Foodies key as landlords fret over rival centres
In the property firm’s latest survey undertaken in August across 119 Australian shopping centres, it was also found that the performance of anchor tenants continues to be a key in maintaining high occupancy levels to combat retail vacancy in centres.
Retail vacancy rates in neighbourhood shopping centres, which strongly feature food-based and non-discretionary based retailing, increased in the first six months of 2017 – from 2.6 per cent of vacancy in December 2016 to 3 per cent in June 2017.
“Being able to attract additional anchor tenants or mini-anchor stores was highlighted as improving the occupancy rates and rental income of some shopping centres,” said JLL’s head of property & asset management – Australia, Richard Fennell.
“This is a strategy that works, along with changing the tenancy mix to include food-based retailing and services such as medical centres, financial services and travel agencies. Shopping centre owners are reconfiguring and refurbishing centres to provide upgraded and expanded services to attract customers.

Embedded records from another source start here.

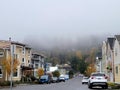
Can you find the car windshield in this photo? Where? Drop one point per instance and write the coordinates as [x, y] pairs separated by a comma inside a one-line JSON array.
[[98, 74], [44, 77]]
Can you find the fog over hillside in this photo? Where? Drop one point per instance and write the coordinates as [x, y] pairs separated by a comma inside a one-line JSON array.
[[83, 43]]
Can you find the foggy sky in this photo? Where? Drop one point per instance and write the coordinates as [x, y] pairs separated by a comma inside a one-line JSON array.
[[66, 20]]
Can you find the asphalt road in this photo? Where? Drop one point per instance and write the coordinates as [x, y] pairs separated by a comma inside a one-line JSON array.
[[72, 84]]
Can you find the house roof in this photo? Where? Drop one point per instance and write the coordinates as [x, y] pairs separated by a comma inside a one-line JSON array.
[[110, 41], [14, 42], [118, 38]]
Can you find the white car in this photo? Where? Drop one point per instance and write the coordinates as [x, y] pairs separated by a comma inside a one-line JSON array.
[[98, 79], [85, 80]]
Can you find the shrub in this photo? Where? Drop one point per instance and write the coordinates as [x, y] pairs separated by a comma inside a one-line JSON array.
[[6, 83]]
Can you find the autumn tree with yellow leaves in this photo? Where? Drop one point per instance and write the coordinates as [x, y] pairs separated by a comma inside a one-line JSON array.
[[7, 65], [40, 72]]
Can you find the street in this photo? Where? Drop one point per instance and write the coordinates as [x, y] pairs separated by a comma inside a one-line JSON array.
[[72, 84]]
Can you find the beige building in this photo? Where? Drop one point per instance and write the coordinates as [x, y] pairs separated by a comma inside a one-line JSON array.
[[117, 58], [16, 50]]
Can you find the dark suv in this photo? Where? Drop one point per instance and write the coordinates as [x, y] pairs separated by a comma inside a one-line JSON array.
[[98, 79], [45, 79]]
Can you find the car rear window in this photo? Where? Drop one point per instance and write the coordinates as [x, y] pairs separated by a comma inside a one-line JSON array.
[[98, 74]]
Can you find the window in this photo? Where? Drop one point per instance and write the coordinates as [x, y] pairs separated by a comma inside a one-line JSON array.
[[116, 69], [116, 52], [1, 54], [15, 73], [23, 50], [36, 66], [1, 74], [22, 59]]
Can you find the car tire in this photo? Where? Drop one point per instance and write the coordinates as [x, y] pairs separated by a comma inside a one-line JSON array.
[[90, 86]]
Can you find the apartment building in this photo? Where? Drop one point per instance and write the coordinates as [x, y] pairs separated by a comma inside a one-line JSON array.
[[37, 62], [16, 50], [117, 58]]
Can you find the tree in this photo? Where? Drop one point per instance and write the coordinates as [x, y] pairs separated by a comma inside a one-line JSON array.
[[56, 73], [40, 72], [7, 65], [71, 73], [90, 69]]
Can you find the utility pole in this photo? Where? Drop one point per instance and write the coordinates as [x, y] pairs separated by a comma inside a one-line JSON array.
[[11, 57]]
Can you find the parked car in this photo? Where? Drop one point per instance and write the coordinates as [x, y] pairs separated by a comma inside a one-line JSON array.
[[61, 78], [85, 80], [98, 79], [66, 77], [45, 79], [55, 79]]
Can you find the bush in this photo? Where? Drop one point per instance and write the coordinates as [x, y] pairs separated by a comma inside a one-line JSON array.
[[113, 85], [6, 83]]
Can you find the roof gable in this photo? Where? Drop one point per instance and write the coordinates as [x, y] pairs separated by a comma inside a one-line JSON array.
[[110, 41]]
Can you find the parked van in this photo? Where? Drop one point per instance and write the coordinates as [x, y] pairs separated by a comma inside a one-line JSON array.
[[45, 79]]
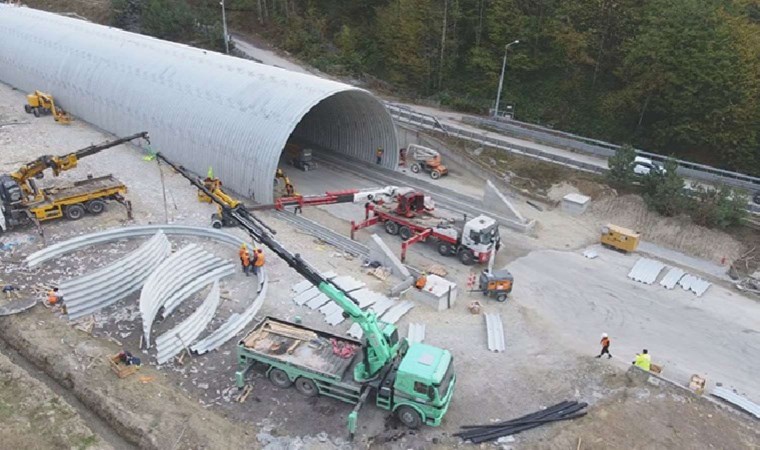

“Owners and managers are constantly refining their strategies to address the key concerns identified in the survey that are impacting on trading performance – competition, growth in online retailing, and a challenging economic outlook.”
The survey also revealed a slight improvement in sales growth expectations, with 53 per cent of respondents expecting some sales growth in the year ahead, up from 47 per cent in February 2017. But most respondents expected growth to be no more than 3 per cent per annum.
“Nationally, consumer sentiment has been weak for an extended period of time, JLL’s director, strategic consulting, David Snoswell.
The Westpac-Melbourne Institute Survey of Consumer Sentiment has been below the 100 neutral mark between December 2016 and August 2017, dropping to a low point in August of 95.5.
“20 per cent of respondents to our survey said they expected a decline in sales turnover in the next 12 months and gave a range of reasons for this, including strong competition in the catchment they operate in, the loss of a key tenant and the need for the centre to be refreshed/refurbished,” said Snoswell.
“When we asked shopping centre managers what factors were impacting turnover performance, competition from other centres remained the key area of concern (with a net balance of -38 per cent), followed by online retailing (-25 per cent) and the economic outlook (-23 per cent).
“In contrast, the most positive factor for trading performance continues to be changes to the tenancy profile of centres to improve performance,” said Snoswell.